Description Problem Description GNN has performed very well in node classification and link prediction of heterogeneous and isomorphic graphs. In many recommendation scenarios, the trust relationship between users and the essential attributes of products are used, combined with users' purchase records, and using the representation generated by GNN can also achieve good results. However, in the scenarios given by the academic platform, we can find that collaborator recommendations, paper recommendations, and reviewer recommendations for journals and conferences are the main tasks.

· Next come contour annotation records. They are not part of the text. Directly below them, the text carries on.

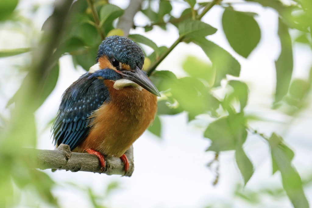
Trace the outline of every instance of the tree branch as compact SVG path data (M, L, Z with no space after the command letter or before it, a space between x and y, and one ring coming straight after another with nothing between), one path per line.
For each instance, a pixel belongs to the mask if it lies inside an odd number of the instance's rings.
M134 169L133 148L131 146L125 153L129 163L129 170L126 176L130 177ZM98 157L94 155L78 153L71 151L69 146L61 144L53 150L38 150L36 158L37 166L41 170L58 169L72 172L85 171L101 173L101 164ZM124 166L119 158L113 157L106 158L105 168L103 173L108 175L123 175Z
M141 5L143 0L130 0L128 7L124 10L124 13L120 18L117 25L117 28L124 31L124 36L127 37L129 32L133 25L134 15L141 8Z

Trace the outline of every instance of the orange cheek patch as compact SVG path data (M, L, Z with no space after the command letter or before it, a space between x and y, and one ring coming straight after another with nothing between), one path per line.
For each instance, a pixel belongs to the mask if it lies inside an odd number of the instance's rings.
M99 63L100 64L100 68L101 69L113 68L110 64L110 62L108 60L108 58L106 56L101 56L99 59Z
M124 69L128 70L128 71L130 70L130 66L128 64L121 64L121 67Z

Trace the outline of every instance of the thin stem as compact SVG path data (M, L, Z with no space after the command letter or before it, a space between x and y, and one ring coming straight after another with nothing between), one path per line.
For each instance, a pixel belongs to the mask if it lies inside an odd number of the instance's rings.
M266 140L267 141L269 141L269 139L267 137L264 135L264 134L260 133L257 131L256 129L253 129L250 126L248 126L246 127L246 128L249 130L251 133L255 134L257 134L259 136L260 136L261 137Z
M97 29L98 32L100 34L101 36L101 39L102 40L104 40L105 38L105 33L102 29L102 27L101 27L100 23L100 18L99 17L99 15L98 14L97 12L95 9L95 7L92 0L87 0L88 2L88 4L89 5L89 7L91 10L91 13L92 13L92 16L93 17L93 19L94 20L94 22L95 23L95 27Z
M210 10L212 7L214 6L216 4L219 3L222 0L213 0L209 4L207 4L205 8L204 8L204 10L202 11L202 12L200 14L199 14L197 15L197 17L196 17L196 19L197 20L200 20L204 16L206 13L208 12L208 11Z
M169 53L171 52L171 51L173 50L173 48L177 46L177 45L179 44L179 43L183 39L183 36L180 36L179 37L179 38L175 42L173 43L173 44L172 44L172 45L170 46L170 47L168 48L167 50L166 50L163 53L163 54L161 55L157 59L156 61L154 62L154 63L151 65L149 67L149 69L147 71L147 75L149 76L150 75L151 73L156 68L156 67L158 66L159 64L160 63L160 62L163 61L163 60L166 58L166 56L168 56L168 55L169 54Z
M207 13L208 11L210 10L210 9L213 7L214 5L216 4L219 3L221 2L222 0L213 0L209 4L206 6L205 8L204 9L204 10L202 11L202 13L200 14L200 15L197 15L197 17L196 17L196 19L197 20L199 20L201 19L204 15ZM151 66L149 67L149 69L147 70L147 74L148 75L150 75L154 71L154 70L156 69L156 67L159 65L159 64L168 55L169 53L171 51L172 51L174 48L174 47L176 46L178 44L179 44L180 42L182 41L184 38L184 36L180 36L179 38L175 42L173 43L173 44L172 44L169 48L167 49L166 51L165 51L164 53L161 55L158 59L156 60L151 65Z

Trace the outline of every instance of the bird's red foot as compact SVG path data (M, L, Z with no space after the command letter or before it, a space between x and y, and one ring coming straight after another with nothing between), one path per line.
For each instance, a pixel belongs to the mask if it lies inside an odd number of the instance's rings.
M121 161L124 164L125 172L124 175L124 176L127 174L127 172L128 172L128 170L129 170L129 162L128 162L128 158L127 158L127 156L124 154L119 158L121 159Z
M97 151L92 149L88 149L85 150L85 151L88 152L89 154L94 155L97 156L100 160L100 162L101 163L101 172L103 172L104 171L104 169L105 168L105 158L101 154Z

For most of the above problems, there are relatively good benchmarks and baselines. However, in the paper recommendation scenario, if it is for scholars conducting scientific research through their collaborators and the paper community where their papers are located, citation recommendation still lacks better datasets and models. A dataset we share here is used in a recommender system. When both the user and product have an associated network, we can extract group features for the user group and product category. Based on the relation between products and the connections between users, it provides users with better and more various recommendations, and this may help to solve the problem of less user behavior caused by the cold start of the recommender system.

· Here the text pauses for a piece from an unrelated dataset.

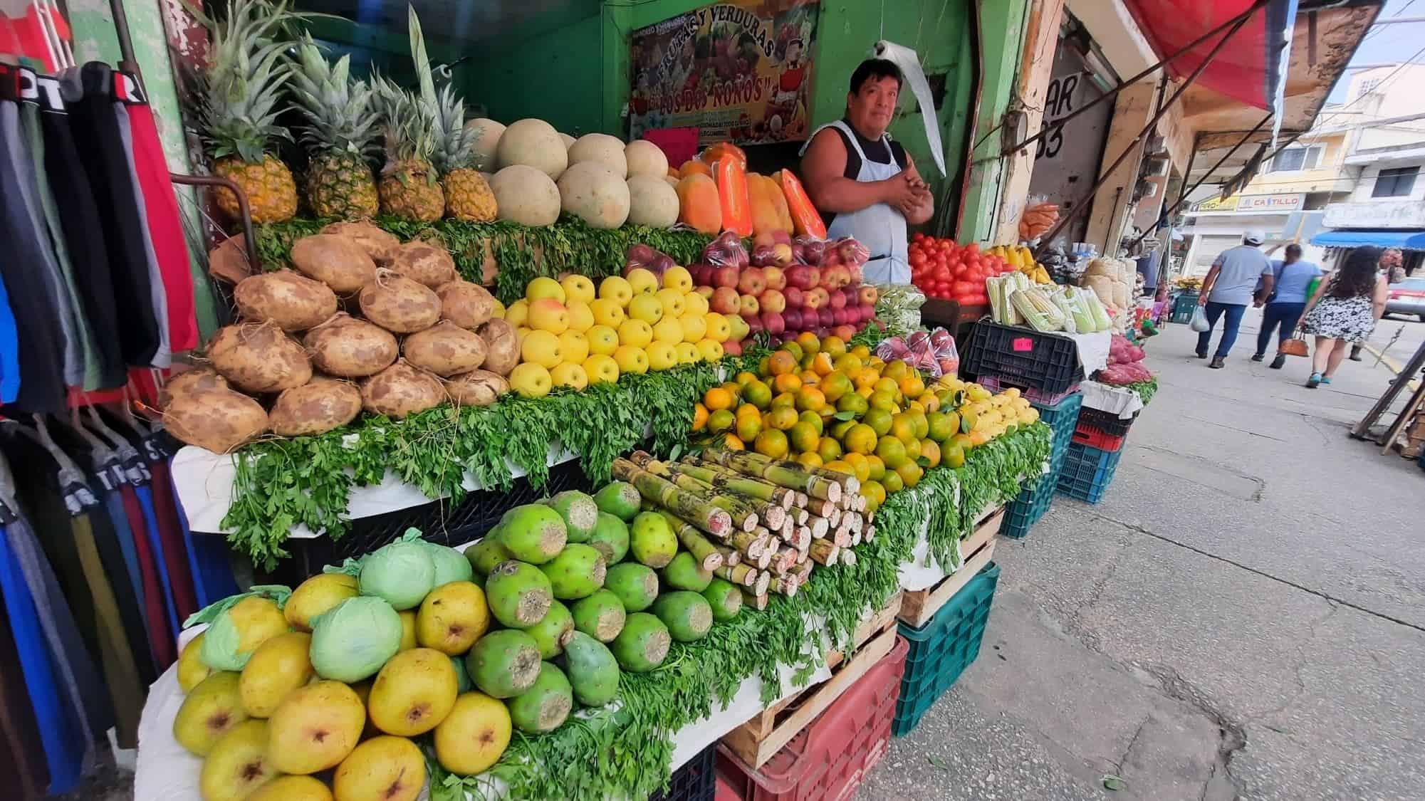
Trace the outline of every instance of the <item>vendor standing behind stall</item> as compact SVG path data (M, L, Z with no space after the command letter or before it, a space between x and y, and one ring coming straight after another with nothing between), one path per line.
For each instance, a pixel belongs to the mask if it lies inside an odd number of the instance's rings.
M906 225L935 211L931 188L886 127L901 95L901 70L869 58L851 74L846 117L817 128L802 148L807 194L831 217L828 238L855 237L871 251L868 284L909 284Z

Here is a link prediction problem in an academic network. We collected 6,611 authors and corresponding 79,937 papers from top journals in the field of GeoScience as well as citation information of their publications. The collected information is used to form an academic network, and there is a feasible way:
Build a heterogeneous network, which contains two types of nodes, one type of nodes represents authors, and the other represents papers. In this network, each edge between an author node and a paper node means that the authors have read the paper (connecting authors and the papers cited by the papers written by the authors), each edge between two author nodes denotes the co-authorship, and each directed edge between two paper nodes represents the citation relation.

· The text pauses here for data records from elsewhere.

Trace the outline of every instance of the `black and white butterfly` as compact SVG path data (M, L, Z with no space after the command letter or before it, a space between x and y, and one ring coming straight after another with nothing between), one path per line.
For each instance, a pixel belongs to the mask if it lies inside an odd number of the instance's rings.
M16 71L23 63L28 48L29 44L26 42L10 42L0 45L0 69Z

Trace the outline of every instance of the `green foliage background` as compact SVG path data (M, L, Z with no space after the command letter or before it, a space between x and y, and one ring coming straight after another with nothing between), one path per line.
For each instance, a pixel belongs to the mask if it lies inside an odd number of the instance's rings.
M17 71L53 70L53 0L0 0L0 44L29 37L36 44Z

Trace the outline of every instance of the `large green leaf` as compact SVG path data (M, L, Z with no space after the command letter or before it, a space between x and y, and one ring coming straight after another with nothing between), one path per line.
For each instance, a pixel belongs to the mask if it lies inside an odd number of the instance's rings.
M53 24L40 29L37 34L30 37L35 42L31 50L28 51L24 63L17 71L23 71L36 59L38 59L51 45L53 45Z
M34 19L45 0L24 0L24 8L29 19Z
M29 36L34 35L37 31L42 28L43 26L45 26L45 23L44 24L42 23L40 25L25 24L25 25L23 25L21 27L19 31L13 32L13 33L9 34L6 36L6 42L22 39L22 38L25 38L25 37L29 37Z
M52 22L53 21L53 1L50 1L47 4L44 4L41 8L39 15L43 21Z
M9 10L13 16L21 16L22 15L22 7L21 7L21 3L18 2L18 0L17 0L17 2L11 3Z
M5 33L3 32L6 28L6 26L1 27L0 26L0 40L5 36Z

You can propose some other way to form an academic network. Note that what we provide is the author and paper information so far, and it reveals the correlation between work of different authors. Consequently, suppose that you are designing an academic reading recommendation system, and you need to pick out papers related to the author's previous research. This problem can be modelled as a link prediction problem, and your task is to predict each author-paper pairs in the test set based on the information provided. If the paper is recommended to the author, mark it as 1, otherwise mark it as 0.
Attention Before submitting your predictions, please update your name with "GroupNumber_StudentName" before submitting your predictions. You can update your name in the "Team" tab.
For fairness, we set a few rules for you to obey --- violation against the rules will lead to score deduction:
Please do not copy someone else's code. We will run plagiarism check after submission. Please do not download the dataset somewhere else to train your model. We have shuffled the dataset and will reproduce your experimental results using the dataset. A violation would be considered if there is a big gap between your reported results and our reproduced results. Please do not use the pre-trained model. Everything should be built from scratch. Acknowledgements Data used in this project is provided by Acemap group.